WASHINGTON- Some G20 creditor countries are reluctant to broaden and extend another year of coronavirus debt service relief to the world’s poorest countries, so a six-month compromise may emerge this week, World Bank President David Malpass said on Monday.
Malpass, speaking to reporters as the World Bank’s and International Monetary Fund’s virtual annual meetings get under way, said G20 debt working groups have not reached agreement on the two institutions’ push for a year-long extension of the G20 Debt Service Suspension Initiative (DSSI).
“I think there may be compromise language that may be a six-month extension (and) that it can be renewed depending on debt sustainability,” Malpass said.
Finance ministers and central bank governors from the G20 major economies are scheduled to meet by videoconference on Wednesday. In May, they launched an initiative to allow poor countries to suspend payments on official bilateral debt owed to G20 creditor countries until the end of 2020, which Malpass said has freed up $5 billion to bolster coronavirus responses so far.
Malpass and IMF Managing Director Kristalina Georgieva have been warning that far more debt relief is needed for poor and middle-income countries, including principal reduction, to avoid a “lost decade” as the pandemic destroys economic activity.
Malpass said the two institutions would propose a joint action plan to reduce the debt stock for poor countries with unsustainable debts.
But he said debtor nations were too “deferential” to creditor countries and needed to more forcefully demand a smaller debt burden.

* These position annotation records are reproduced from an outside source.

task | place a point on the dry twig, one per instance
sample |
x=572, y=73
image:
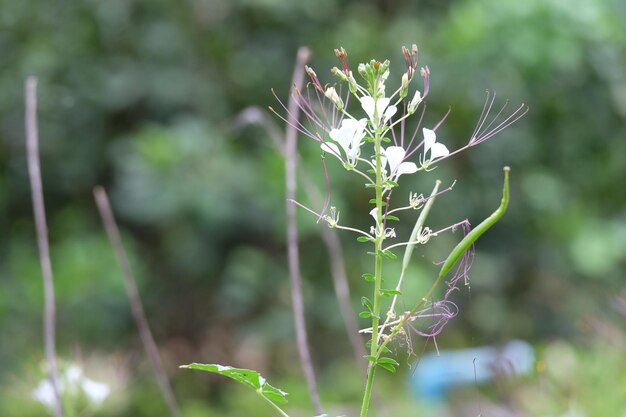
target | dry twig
x=39, y=211
x=108, y=219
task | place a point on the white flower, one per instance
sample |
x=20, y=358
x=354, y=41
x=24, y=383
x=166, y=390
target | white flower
x=72, y=383
x=382, y=109
x=95, y=391
x=44, y=393
x=332, y=95
x=417, y=99
x=350, y=136
x=374, y=213
x=437, y=150
x=395, y=156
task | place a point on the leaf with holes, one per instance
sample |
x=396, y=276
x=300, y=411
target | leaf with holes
x=247, y=377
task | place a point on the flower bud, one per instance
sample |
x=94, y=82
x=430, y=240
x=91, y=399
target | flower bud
x=417, y=99
x=404, y=88
x=339, y=74
x=352, y=85
x=332, y=95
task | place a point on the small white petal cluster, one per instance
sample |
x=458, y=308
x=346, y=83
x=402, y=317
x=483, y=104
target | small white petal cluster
x=379, y=111
x=72, y=382
x=436, y=150
x=350, y=137
x=394, y=155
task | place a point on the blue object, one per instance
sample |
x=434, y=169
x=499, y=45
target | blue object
x=435, y=374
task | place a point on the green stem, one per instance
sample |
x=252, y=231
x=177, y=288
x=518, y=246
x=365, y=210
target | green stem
x=277, y=408
x=378, y=268
x=454, y=256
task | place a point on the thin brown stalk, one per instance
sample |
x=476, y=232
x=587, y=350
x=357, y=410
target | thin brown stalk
x=110, y=225
x=39, y=211
x=293, y=256
x=254, y=115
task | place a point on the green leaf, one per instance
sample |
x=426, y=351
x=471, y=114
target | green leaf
x=388, y=293
x=388, y=361
x=247, y=377
x=388, y=367
x=368, y=277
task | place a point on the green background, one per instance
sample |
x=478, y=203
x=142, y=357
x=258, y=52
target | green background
x=146, y=98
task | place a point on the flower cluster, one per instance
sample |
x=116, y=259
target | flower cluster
x=372, y=140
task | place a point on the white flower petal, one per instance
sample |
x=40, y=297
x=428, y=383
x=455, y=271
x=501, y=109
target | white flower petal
x=381, y=105
x=331, y=148
x=429, y=139
x=395, y=156
x=391, y=110
x=374, y=213
x=438, y=150
x=367, y=103
x=406, y=168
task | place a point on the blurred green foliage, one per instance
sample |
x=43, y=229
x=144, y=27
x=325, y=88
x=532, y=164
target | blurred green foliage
x=141, y=96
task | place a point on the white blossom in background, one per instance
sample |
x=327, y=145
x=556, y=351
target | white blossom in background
x=72, y=382
x=437, y=150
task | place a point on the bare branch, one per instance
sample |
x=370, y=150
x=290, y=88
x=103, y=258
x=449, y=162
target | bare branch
x=39, y=211
x=292, y=234
x=108, y=219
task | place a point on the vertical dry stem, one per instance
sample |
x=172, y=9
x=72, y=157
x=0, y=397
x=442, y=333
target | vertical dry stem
x=39, y=211
x=108, y=219
x=292, y=235
x=253, y=115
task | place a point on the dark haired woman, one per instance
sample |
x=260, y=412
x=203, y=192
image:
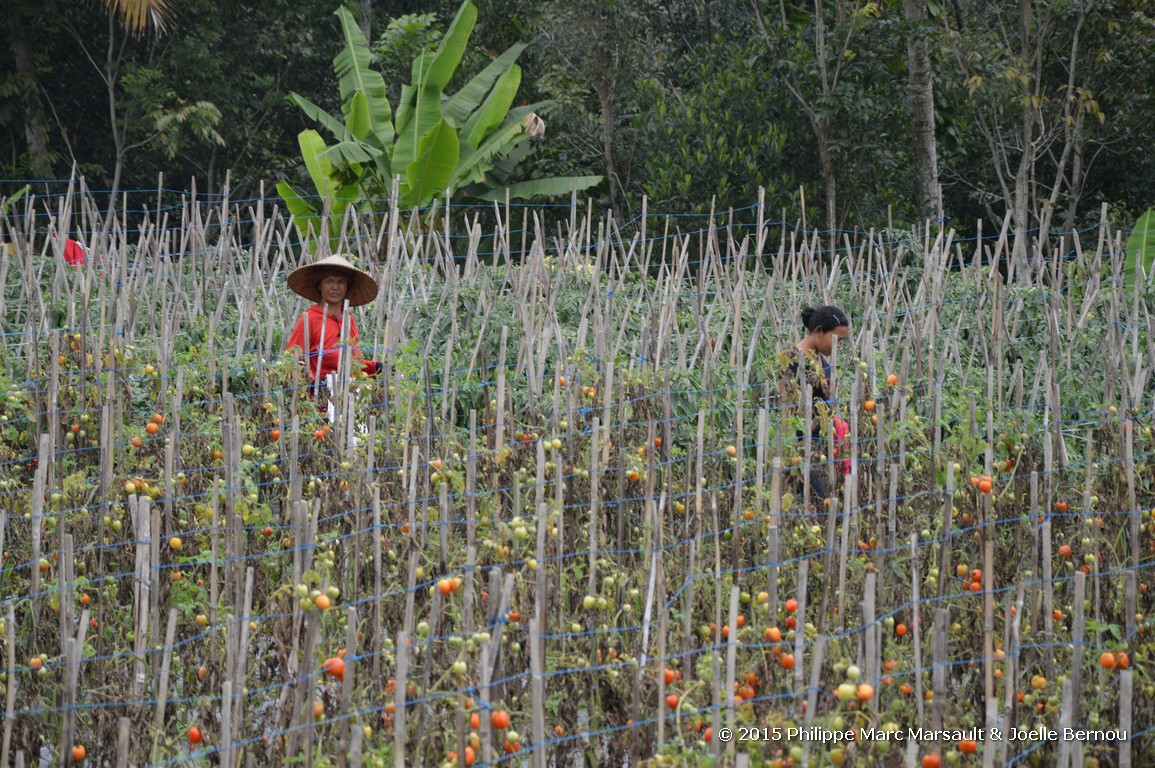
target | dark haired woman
x=822, y=325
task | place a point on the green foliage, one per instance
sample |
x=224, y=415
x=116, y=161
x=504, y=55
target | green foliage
x=1140, y=247
x=434, y=143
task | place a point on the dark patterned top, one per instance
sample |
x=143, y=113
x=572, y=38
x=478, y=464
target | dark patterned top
x=818, y=373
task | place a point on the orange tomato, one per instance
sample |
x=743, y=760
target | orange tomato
x=335, y=668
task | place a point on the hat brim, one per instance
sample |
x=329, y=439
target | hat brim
x=362, y=290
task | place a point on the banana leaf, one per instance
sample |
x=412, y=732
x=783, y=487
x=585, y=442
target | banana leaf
x=426, y=114
x=338, y=129
x=459, y=106
x=357, y=76
x=1141, y=247
x=551, y=187
x=430, y=172
x=452, y=47
x=493, y=111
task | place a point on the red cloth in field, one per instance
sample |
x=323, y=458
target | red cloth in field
x=74, y=252
x=329, y=355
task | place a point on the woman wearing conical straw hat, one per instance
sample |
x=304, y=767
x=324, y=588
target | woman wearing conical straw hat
x=330, y=282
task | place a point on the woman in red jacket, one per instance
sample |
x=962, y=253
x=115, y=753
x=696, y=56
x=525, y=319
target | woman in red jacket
x=329, y=282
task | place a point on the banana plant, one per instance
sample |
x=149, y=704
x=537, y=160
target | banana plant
x=1140, y=247
x=433, y=143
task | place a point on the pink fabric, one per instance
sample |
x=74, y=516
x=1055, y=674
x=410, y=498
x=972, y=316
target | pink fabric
x=841, y=441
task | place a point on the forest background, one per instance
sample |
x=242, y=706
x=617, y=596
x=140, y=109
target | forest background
x=848, y=113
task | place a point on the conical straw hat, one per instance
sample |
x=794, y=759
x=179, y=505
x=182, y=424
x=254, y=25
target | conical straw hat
x=362, y=286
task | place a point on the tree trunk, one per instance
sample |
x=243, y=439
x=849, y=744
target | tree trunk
x=36, y=128
x=1021, y=195
x=922, y=113
x=605, y=96
x=829, y=174
x=367, y=20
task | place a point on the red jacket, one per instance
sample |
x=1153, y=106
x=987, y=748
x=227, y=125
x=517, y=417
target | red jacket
x=330, y=353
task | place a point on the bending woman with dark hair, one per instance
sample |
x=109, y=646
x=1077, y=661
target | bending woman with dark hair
x=812, y=352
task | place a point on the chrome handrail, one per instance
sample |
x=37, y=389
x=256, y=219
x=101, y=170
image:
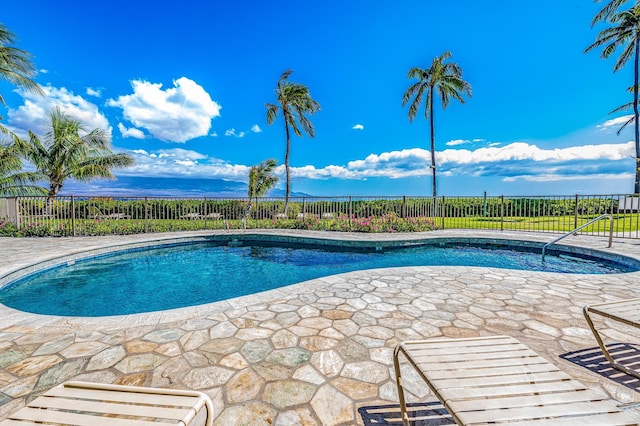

“That dialogue hasn’t been as robust yet as I think is necessary to move this process along.”
A new World Bank debt study published on Monday showed that among countries eligible for the G20 debt relief program, external debt climbed 9.5 percent in 2019 to $744 billion before the pandemic hit.
The poorest countries’ official bilateral debt to G20 countries reached $178 billion in 2019, with 63 percent of the total owed to China. The study said China’s share of this debt stood at 45 percent in 2013, the year Beijing launched its global Belt and Road infrastructure drive.
Malpass said the debt service suspension initiative has ramped up more slowly than expected because “not all the creditors are participating fully,” including China.
He said he wanted to see China’s participation in the debt service suspension initiative broadened to more state-sponsored creditors, adding that many of those already participating have only deferred principal repayments but were still collecting interest.